Учительница годилась ему в дочери, но, когда, надев очки, водила по журналу пальцем, он горбился от страха услышать свою фамилию. «Щербань!» — путая ударение, выносили ему приговор, и он смущённо краснел, выходя, отворачивался к доске, не зная, почему мир устроен так, а не иначе, чертил каракули, пачкая мелом лацканы пиджака, и сбивчиво бормотал, вызывая за спиной дружный смех. На занятиях мысли разлетались, и он ловил их, как бабочек, а на «контрольных» списывал, получая шпаргалки в скомканных бумажных шариках. Но к старости каждый многое повидал, и случалось, Щербань отвечал правильно, не заглядывая в учебники. «Мир такой огромный, — думал он на уроке географии, рисуя на картах бредущих человечков, — почему везде всё одинаково?» И мысли уносили его за тридевять земель. «Это потому, что образец один», — отвечал он себе, когда стоял в церкви и слушал, что Господь сотворил человека по образу и подобию. Из-за «белого» билета Силантия освободили от военной подготовки, а из-за врождённого порока сердца — от физкультуры. «Смерть — это болезнь, — вглядывался он в анатомический атлас на уроках биологии, — её инкубационный период длится жизнь».
И вспоминал про больное сердце.
С женой Щербань развёлся, дочь вышла замуж. От одиночества он пытался, было, сдружиться с однокашниками — развесил дома цветные журнальные вклейки, выучил названия «рок-групп» и вдел в ухо серьгу. На уроках он обменивался с соседями по парте SMS-сообщениями, в которых не ставил знаки препинания, а на переменах старательно подражал собеседникам, так что речь его стала односложной. Но угнаться за школярами не мог. «Ты скучный, дядя, — выстреливали в него «первоклашки», надувая жевательную резинку. — Жизнь прошла — расслабься». Они без устали зубоскалили и меняли темы быстрее, чем моргали. «Клиповое мышление — это искусство! — надували они щёки, когда Щербань промокашкой утирал им сопли. — Учись через тридцать секунд всё забывать, а больше минуты ни на чём не задерживаться!»
И, едва он отворачивался, показывали язык.
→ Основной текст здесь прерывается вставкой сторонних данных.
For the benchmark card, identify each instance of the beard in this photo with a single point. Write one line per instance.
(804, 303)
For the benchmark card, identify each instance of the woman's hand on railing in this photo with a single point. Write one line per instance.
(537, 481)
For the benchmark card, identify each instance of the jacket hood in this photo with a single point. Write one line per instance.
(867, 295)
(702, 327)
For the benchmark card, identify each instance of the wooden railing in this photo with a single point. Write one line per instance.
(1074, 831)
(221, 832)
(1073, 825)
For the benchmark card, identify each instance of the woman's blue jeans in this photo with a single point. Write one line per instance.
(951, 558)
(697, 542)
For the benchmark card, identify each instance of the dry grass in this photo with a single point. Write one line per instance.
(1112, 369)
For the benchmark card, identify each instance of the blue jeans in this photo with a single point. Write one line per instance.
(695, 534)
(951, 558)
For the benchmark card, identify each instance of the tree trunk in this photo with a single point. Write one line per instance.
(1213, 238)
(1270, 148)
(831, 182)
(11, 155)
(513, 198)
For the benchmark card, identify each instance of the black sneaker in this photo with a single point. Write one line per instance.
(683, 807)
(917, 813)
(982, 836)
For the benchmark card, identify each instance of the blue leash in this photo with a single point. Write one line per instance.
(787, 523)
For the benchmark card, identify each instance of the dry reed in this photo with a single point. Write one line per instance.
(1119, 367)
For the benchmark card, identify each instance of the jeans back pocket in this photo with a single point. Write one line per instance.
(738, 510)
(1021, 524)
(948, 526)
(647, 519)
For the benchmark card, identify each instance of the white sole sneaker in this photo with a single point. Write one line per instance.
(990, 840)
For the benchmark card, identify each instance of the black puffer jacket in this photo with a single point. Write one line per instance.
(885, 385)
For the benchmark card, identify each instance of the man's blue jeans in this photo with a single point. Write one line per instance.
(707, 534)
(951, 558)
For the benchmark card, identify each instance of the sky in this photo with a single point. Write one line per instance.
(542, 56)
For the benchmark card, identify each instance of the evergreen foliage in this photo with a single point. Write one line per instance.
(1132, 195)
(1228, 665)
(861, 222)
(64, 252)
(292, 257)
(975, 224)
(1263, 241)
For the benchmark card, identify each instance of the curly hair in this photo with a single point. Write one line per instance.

«Двойки» оттопыривали Щербаню карманы, и он сам расписывался в дневнике за умерших родителей. Силантий с завистью смотрел на одноклассников, которые впитывали, как губка, — от него всё отскакивало, как от стенки горох. «Истории, как денег, на всех не хватит, — крутил он серьгу, листая хроники, — кто её записывает, в неё и попадает». А ещё замечал, что в истории остаются те, кто убивает больше, чем рожает, и собственная жизнь представлялась ему пасьянсом, который не сошёлся.
Но хуже всего было с математикой. «Из пункта «A» в пункт «Б» движется поезд», — читал он условие задачи и сразу представлял мерцающие в ночи огоньки, пассажиров, курящих в тамбуре, стук колёс, усатого проводника, разносящего по вагону чай, и беседу случайных попутчиков, в которую умещается жизнь. Силантий также думал, что каждый на земле отыскивает неизвестное в уравнении, корень которого он сам.